N'ayant jamais été un grand admirateur du cinéaste, trouvant sa symétrie systématique étouffante et mécanique, "Isle of Dogs" représente une surprise de poids. Si on peut évoquer comme défaut une représentation culturelle du Japon parfois douteuse (le prologue, certains éléments iconographiques etc.) cela intervient dans une construction cinéphilique de son univers, l'utilisation d'une musique des "Sept Samouraïs" n'est pas anodine, sans que cela excuse les-dites maladresses.

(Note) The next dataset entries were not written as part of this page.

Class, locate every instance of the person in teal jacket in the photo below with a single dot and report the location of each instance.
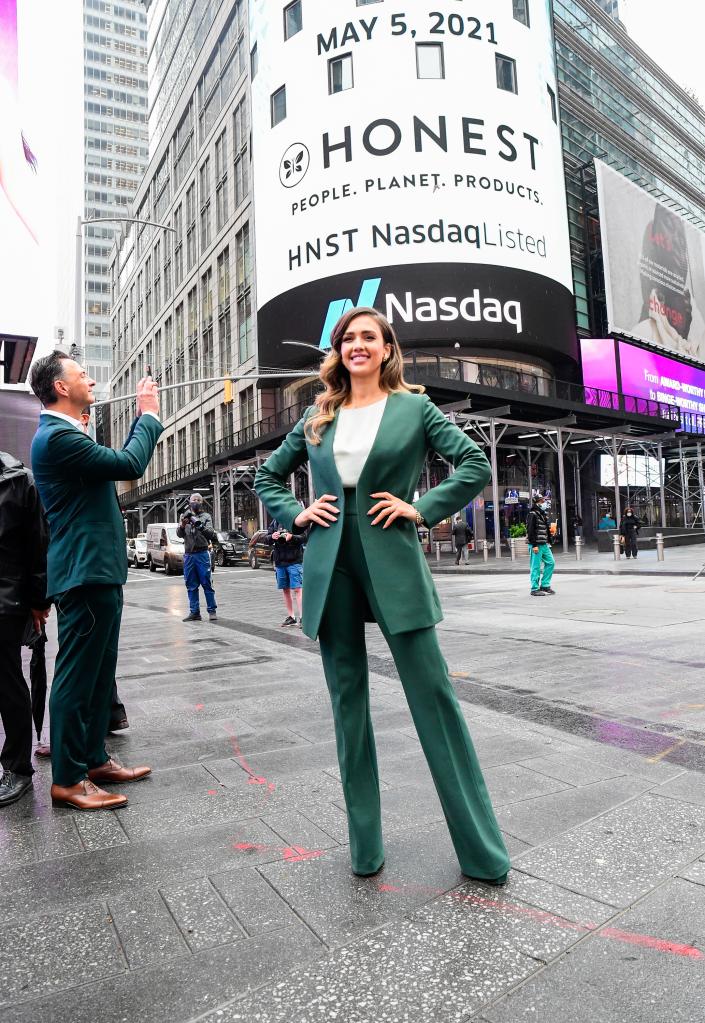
(365, 439)
(86, 571)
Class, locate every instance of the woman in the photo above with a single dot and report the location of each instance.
(366, 439)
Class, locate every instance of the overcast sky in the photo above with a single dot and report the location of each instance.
(671, 35)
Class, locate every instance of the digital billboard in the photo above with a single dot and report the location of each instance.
(654, 268)
(644, 374)
(410, 161)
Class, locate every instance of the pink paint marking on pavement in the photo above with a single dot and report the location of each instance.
(291, 853)
(254, 779)
(608, 933)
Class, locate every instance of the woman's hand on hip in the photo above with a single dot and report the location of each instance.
(322, 513)
(391, 507)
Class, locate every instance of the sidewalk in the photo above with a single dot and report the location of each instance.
(677, 562)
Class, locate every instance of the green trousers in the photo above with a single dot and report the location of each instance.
(436, 714)
(84, 673)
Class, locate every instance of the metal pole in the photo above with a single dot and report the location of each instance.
(701, 483)
(562, 484)
(231, 483)
(683, 485)
(617, 498)
(495, 488)
(661, 485)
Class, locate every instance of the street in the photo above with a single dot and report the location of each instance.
(223, 890)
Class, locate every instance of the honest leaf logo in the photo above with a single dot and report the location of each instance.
(294, 166)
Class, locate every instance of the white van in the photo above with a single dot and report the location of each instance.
(165, 548)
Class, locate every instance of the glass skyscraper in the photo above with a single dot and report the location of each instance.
(116, 151)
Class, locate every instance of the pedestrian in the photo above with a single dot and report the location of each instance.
(195, 528)
(24, 537)
(366, 438)
(461, 534)
(538, 536)
(86, 571)
(628, 532)
(288, 554)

Au delà de ça, Anderson livre une proposition de cinéma réjouissante, où son style donne enfin corps à son propos : celui d'un pouvoir écrasant, au sein duquel les laissés pour compte sont tout simplement évacués. Si on peut reprocher au récit d'expédier trop rapidement certains éléments décisifs (le passage de flambeau, la découverte de spot etc.), les décisions formelles, elles, ne flanchent jamais.
Le cinéaste, dans un geste impressionnant, questionne le pouvoir de l'image, aussi bien dans le récit, que dans sa mise en scène. Les split-screen, artificiels ou bien au sein même du cadre, se multiplient, Anderson démontrant que sa problématique principale est celle de la communication (les différentes langues, les médias etc.) et voit en l'image une solution, et une langue, universelle. En somme, c'est un renouvellement salvateur pour Anderson, qui emmène son cinéma vers des horizons inattendus.
Cependant, si le film est d'une grande richesse formelle et thématique, je ne peux m'empêcher de penser que mettre des mots sur les choix du réalisateur, bons comme mauvais, ce serait, finalement, en perdre la magie.